"Warm, orange glow in the afternoon. The sigh of my feet in the frosted night grass. Wrap my coat closer, wrap myself into the ground, fold myself into the earth. As night descends I can hear the shiftless hunting of voles, shrews and mice in the hedge. And spangled is the only word for this starry night of seeping cold." ~ from Meadowland by John Lewis Stempel - 30 November.
"It was a world of glass, sparkling and motionless. Vapours had frozen all over the trees and transformed them into confections of sugar. Everything was rigid, locked-up and sealed, and when we breathed the air it smelt like needles and stabbed our nostrils and made us sneeze." ~ from Cider with Rosie, Laurie Lee.
Winter is slowly sneaking up on us.
Frosty mornings with white roofs and crystal toppings on the cars. The fields in the distance pale and glistening; leaves rimed with white; pansies drooping in their pots; the last of the summer flowers blackened and mushy.I love the sense of stillness with a frost. The slight cold haze in the sky; the crisp feel to the air; and the grass sugar-coated.
The house takes a while to warm up; I am reluctant to get out from under my quilt as I lay in bed waiting for the sun to come up. Even so, it is still barely light when I go downstairs to make a pot of tea.
Lorries and cars are already going past making their way to work, and I feel grateful that I don't have to be out there, scraping the windscreen, with the frost biting my ears and fingertips, my breath streaming white in the cold air.
The birds come down early to feed after a cold night shivering in hedgerows and huddling together on branches.
I throw some breakfast crumbs on to the bird table and hurry back indoors; but even before I have taken a few steps, a crow lands, and is pecking away; mouth full before any other bird has a chance.
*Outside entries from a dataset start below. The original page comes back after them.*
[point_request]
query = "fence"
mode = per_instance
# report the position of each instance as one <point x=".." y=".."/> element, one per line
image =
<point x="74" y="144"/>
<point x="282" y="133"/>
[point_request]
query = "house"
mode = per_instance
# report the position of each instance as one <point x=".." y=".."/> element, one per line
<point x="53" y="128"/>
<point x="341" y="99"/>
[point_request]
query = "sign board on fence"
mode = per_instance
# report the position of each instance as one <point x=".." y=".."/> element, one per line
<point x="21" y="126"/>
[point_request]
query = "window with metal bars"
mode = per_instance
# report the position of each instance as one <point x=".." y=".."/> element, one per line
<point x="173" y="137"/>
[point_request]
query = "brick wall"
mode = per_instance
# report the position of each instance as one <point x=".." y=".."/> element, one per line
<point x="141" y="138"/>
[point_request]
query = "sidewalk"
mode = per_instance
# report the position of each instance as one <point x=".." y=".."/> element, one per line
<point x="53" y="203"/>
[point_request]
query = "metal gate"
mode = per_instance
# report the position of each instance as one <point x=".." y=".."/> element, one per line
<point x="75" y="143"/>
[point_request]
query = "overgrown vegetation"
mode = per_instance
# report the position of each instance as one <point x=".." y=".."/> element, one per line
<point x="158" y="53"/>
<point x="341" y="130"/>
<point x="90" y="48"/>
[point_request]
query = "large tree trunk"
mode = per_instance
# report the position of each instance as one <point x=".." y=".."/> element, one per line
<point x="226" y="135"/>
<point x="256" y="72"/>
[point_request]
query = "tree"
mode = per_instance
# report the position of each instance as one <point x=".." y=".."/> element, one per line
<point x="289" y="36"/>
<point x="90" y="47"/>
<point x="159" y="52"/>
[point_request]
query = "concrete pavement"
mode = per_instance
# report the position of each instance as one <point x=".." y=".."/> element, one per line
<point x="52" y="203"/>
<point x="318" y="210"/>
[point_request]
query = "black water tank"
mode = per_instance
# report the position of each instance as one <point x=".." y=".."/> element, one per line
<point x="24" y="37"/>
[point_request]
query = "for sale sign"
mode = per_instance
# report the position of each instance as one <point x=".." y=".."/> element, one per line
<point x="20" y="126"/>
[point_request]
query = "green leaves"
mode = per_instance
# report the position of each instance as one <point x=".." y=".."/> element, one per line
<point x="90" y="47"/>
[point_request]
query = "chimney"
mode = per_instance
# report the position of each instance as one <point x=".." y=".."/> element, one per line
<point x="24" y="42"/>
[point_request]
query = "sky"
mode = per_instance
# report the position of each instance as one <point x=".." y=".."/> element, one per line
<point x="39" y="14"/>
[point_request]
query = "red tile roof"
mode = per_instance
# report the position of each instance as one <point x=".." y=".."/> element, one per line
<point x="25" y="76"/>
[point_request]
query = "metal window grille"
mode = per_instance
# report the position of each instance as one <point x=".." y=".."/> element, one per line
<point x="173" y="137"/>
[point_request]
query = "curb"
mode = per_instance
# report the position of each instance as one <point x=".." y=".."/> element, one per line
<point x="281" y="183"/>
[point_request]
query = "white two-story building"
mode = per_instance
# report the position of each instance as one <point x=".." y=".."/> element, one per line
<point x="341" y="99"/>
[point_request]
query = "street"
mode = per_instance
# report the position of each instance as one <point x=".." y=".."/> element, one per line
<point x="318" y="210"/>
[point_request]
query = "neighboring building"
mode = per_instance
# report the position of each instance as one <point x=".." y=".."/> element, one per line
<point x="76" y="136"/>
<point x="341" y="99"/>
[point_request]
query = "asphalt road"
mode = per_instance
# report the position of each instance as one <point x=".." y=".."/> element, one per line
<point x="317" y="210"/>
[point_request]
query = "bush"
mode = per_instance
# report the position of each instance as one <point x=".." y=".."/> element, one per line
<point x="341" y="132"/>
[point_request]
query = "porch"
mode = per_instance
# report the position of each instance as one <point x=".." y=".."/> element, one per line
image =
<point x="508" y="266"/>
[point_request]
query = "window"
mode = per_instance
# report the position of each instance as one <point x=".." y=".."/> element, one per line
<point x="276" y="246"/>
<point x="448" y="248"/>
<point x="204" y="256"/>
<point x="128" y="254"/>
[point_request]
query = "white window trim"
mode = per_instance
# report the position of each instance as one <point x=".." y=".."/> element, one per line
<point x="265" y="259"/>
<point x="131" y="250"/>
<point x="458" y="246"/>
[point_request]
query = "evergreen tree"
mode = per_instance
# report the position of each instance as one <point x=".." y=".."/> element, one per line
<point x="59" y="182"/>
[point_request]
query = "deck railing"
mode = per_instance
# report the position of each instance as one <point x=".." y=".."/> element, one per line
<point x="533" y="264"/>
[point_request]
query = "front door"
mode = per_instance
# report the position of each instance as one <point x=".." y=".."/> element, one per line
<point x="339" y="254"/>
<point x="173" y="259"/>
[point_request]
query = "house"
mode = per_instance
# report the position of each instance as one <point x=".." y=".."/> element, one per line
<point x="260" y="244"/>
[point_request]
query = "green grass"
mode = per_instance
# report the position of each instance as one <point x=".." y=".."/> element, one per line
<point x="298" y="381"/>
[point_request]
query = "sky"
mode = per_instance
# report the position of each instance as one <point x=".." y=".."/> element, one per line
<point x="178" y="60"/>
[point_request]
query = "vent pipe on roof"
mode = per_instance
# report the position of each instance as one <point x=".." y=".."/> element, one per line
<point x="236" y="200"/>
She usually goes to the bird bath to soak the bread.
This morning it is frozen over.We fill the feeders daily for our feathered friends - as a thank you for the pleasure that they bring.
A rare sighting in our garden - a Tree Sparrow (centre)
A passel of Long-tailed Tits on the peanuts
"A dozen long-tailed tits flit along the hedgerow, separate yet together, as if connected
to one another by invisible strands of elastic. When you are close up to a flock of them, the
sense of intimacy is palpable. It's not quite that they don't notice us, more as if they
don't really care. They all stick together; as a friend of mine sagely noted, this is the
only small bird that spends Christmas with its family."
~ from Wild Hares and Hummingbirds by Stephen Moss
"It's murder out, the milkman said.
'Crows worrying the sheep. Swans frozen in the lake. And tits dropping dead in mid-air.' He drank his tea while his eyebrows melted, slapped Dorothy's bottom, and left.
'The poor, poor birds,' Mother said." ~ from Cider with Rosie, Laurie Lee.